Ten o'clock in the morning: not a cloud in the sky. The cemetery of La Plata is replete with vaults, then headstones, then crosses. And there, among the crosses, two open pits and the black stripe of Inés Sánchez's hair. The sun spills over her bent back. All around, piles of earth, buckets, shovels: things that children play with.

"We're doing well. We found the remains of the three women that we came looking for," says Inés.
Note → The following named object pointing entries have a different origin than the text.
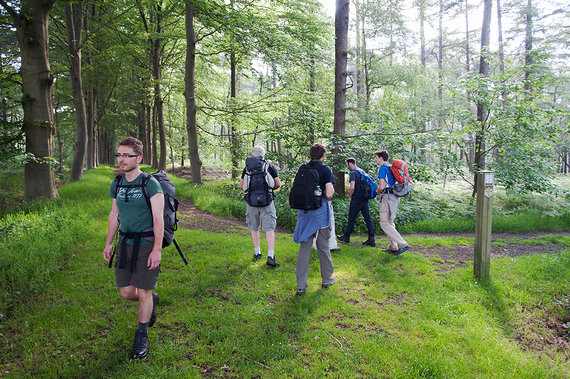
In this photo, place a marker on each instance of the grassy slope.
(224, 315)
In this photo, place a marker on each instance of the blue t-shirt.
(386, 174)
(325, 174)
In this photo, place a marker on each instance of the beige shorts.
(141, 277)
(264, 217)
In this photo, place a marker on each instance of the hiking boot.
(272, 262)
(153, 315)
(396, 253)
(140, 347)
(327, 285)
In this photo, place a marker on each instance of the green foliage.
(412, 316)
(37, 237)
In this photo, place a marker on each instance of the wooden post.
(483, 223)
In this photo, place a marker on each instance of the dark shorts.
(141, 277)
(261, 217)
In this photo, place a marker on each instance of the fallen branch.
(261, 364)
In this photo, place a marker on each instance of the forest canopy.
(452, 87)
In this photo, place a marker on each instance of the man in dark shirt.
(358, 203)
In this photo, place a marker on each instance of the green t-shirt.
(135, 215)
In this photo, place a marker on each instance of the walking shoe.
(327, 285)
(396, 253)
(140, 347)
(153, 315)
(272, 262)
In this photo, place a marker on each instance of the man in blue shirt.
(313, 221)
(389, 204)
(358, 203)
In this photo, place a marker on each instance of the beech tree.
(31, 23)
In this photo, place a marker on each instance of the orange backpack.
(402, 186)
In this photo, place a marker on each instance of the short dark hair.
(317, 151)
(133, 143)
(383, 154)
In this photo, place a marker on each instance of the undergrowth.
(225, 315)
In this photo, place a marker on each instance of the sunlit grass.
(225, 315)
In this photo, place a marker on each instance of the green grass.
(225, 315)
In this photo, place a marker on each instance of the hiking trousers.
(325, 258)
(388, 226)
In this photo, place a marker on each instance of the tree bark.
(190, 95)
(482, 112)
(74, 21)
(340, 74)
(158, 102)
(37, 87)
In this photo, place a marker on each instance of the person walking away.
(138, 259)
(388, 204)
(358, 204)
(312, 221)
(260, 213)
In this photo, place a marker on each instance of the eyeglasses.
(125, 156)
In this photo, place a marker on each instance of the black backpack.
(368, 186)
(258, 182)
(169, 213)
(306, 193)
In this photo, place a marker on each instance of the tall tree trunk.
(359, 56)
(470, 156)
(340, 75)
(74, 21)
(37, 86)
(422, 5)
(482, 112)
(89, 101)
(158, 102)
(529, 69)
(190, 95)
(440, 67)
(234, 142)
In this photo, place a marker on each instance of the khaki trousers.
(325, 259)
(388, 226)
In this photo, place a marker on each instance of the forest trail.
(511, 244)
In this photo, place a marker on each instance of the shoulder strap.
(144, 182)
(118, 179)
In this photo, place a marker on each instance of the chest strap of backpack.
(123, 241)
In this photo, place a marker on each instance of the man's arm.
(112, 231)
(157, 206)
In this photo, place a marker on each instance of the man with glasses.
(137, 267)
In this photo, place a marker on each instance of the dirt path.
(193, 218)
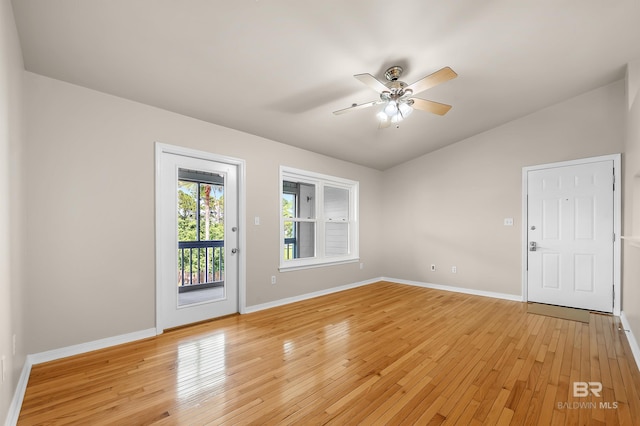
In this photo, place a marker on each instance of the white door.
(197, 240)
(570, 229)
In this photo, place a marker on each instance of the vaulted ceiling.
(278, 68)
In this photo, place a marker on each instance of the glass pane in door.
(200, 237)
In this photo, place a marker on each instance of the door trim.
(617, 220)
(162, 148)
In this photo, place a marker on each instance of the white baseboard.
(38, 358)
(90, 346)
(16, 404)
(631, 338)
(293, 299)
(505, 296)
(18, 395)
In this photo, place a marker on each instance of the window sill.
(298, 267)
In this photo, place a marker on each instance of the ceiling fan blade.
(440, 76)
(430, 106)
(356, 107)
(372, 82)
(384, 124)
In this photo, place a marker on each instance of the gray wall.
(631, 269)
(11, 140)
(88, 166)
(449, 206)
(90, 169)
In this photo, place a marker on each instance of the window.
(319, 220)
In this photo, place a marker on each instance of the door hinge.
(614, 180)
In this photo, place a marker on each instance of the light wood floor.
(380, 354)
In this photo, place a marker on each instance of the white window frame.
(320, 181)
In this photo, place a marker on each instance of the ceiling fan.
(397, 96)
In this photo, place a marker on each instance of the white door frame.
(617, 220)
(161, 148)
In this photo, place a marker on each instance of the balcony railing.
(200, 264)
(290, 248)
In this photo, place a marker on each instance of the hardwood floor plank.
(380, 354)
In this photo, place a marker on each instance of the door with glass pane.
(198, 238)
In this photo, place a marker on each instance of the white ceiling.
(278, 68)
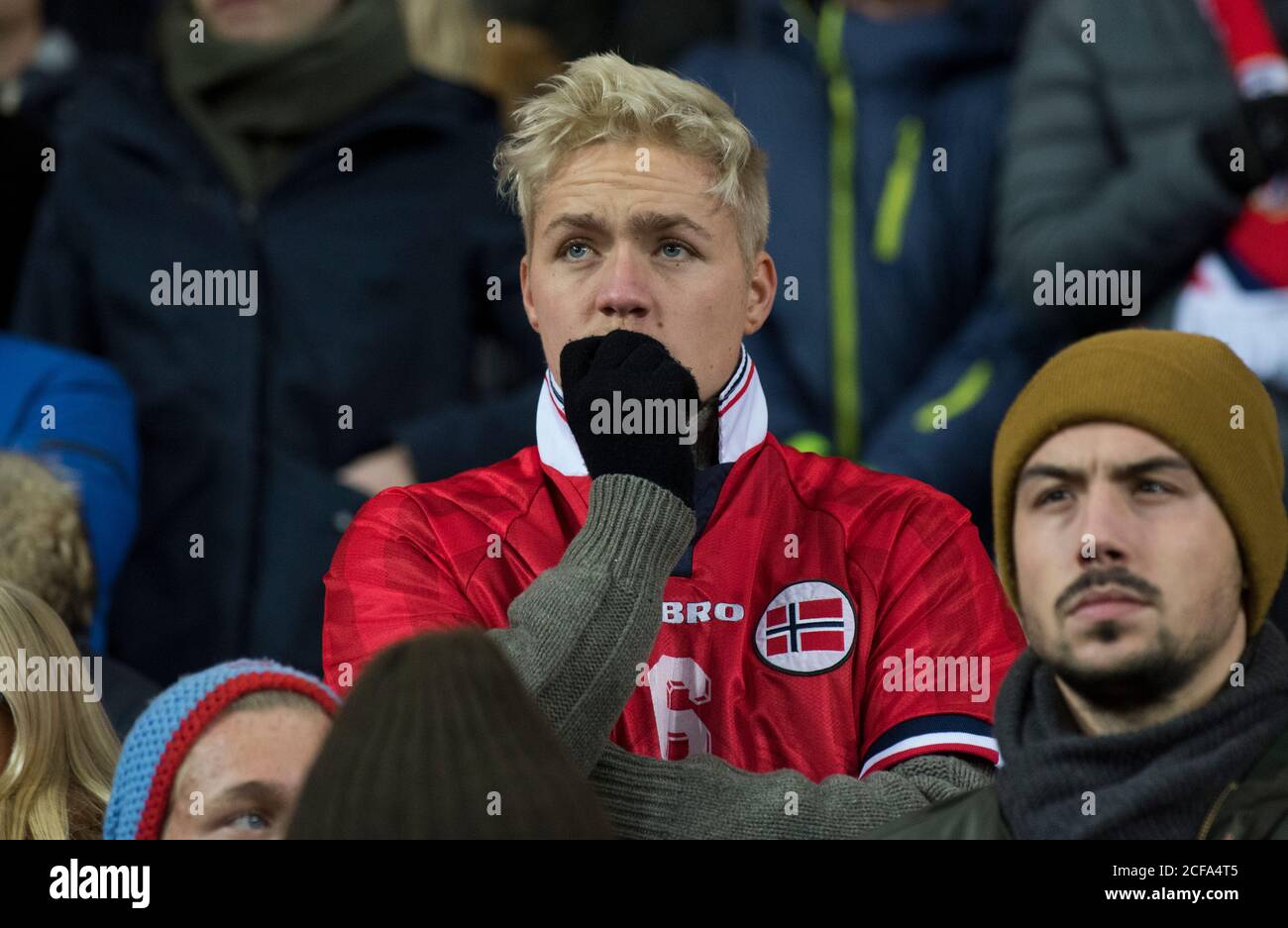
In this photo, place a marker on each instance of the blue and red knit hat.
(165, 733)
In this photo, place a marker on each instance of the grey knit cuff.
(634, 525)
(639, 793)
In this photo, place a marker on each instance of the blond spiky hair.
(605, 98)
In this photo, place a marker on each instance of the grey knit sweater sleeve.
(580, 628)
(703, 797)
She tickles the depths with a brush, feet spread apart so as not to step on the bones: a skull, ribs. On the other side of a wall of vaults, in a zone of cool shade, Patricia Bernardi, three gravediggers, a man and two women, surround Maco. In shorts and sandals, he removes shovelfuls of earth from a grave. The gravediggers eat, say he shouldn't dig with sandals, that he's going to lose a toe. Maco smiles, sweats. He raises the shovel and a gray rag appears, clothes. Maco steps away and Patricia steps into the pit. Nearby, under the trees, a woman with sharp features paces, smokes. She is here for the remains of Stella Maris, twenty-three years old, medical student, disappeared in the sixties: her sister. Patricia removes dirt with a bucket and bones appear, entwined in the roots of the trees.

"Lying face up and wearing socks." The socks are valuable: perfect bags for the loose foot bones. "The skull is badly shattered. Here's a bullet, in the lower left hemithorax. Hands placed like this, over the pelvis." Next, they raise the skeleton from its grave: bone by bone in bags marked "foot," "teeth," "hand."
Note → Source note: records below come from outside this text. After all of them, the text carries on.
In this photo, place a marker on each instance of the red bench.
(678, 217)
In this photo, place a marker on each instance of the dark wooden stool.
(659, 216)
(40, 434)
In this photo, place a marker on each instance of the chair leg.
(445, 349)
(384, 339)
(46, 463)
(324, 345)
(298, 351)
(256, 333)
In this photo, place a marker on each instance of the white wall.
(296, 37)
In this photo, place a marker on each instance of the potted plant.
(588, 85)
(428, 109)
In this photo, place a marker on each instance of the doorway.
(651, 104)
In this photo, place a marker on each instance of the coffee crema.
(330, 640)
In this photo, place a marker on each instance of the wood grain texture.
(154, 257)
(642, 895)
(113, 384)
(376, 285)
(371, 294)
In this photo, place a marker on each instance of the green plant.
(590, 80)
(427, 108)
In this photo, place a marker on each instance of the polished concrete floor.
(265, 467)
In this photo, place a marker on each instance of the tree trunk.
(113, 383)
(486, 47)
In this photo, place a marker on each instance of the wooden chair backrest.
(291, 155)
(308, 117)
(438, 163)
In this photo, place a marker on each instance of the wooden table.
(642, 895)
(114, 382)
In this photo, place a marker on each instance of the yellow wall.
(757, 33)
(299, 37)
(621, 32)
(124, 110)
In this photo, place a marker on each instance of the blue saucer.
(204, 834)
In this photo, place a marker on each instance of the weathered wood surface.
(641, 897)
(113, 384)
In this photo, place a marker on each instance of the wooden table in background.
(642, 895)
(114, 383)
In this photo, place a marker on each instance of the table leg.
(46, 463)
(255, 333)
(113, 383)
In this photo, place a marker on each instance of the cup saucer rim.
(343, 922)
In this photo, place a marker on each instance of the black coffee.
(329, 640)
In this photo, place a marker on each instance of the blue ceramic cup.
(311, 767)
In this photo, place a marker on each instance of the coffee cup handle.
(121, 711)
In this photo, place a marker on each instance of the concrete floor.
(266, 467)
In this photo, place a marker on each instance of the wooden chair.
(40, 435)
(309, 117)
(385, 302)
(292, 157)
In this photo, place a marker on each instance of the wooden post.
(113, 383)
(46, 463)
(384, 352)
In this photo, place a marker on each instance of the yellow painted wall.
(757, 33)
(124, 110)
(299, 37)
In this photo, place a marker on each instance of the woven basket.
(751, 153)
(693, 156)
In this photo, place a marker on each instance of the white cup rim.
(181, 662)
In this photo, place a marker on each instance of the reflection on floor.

The sharp-featured woman peers out from the trees. "It's not my sister," she says. "The bones are really long."

"Don't be fooled by that," Maco tells her.

In another of the graves someone finds a striped sweater, a skull with three bullet wounds, like three open fish mouths: women's bones are elegant. Later, in a discreet room in the neighborhood of Once, on newspapers with yesterday's headlines and under a grainy afternoon light, the bones will be dry, the sweater torn, the shoe like a rigid tongue. But here, in the cemetery, the afternoon is a blue sail barely broken by a gentle breeze.

translated from the Spanish by Frances Riddle


This article was first published in the Spanish newspaper El País on December 23, 2007, under the title "La voz de los huesos." In 2010 it received the CEMEX Award and has been published in Leila Guerriero's collection of essays Frutos Extraños.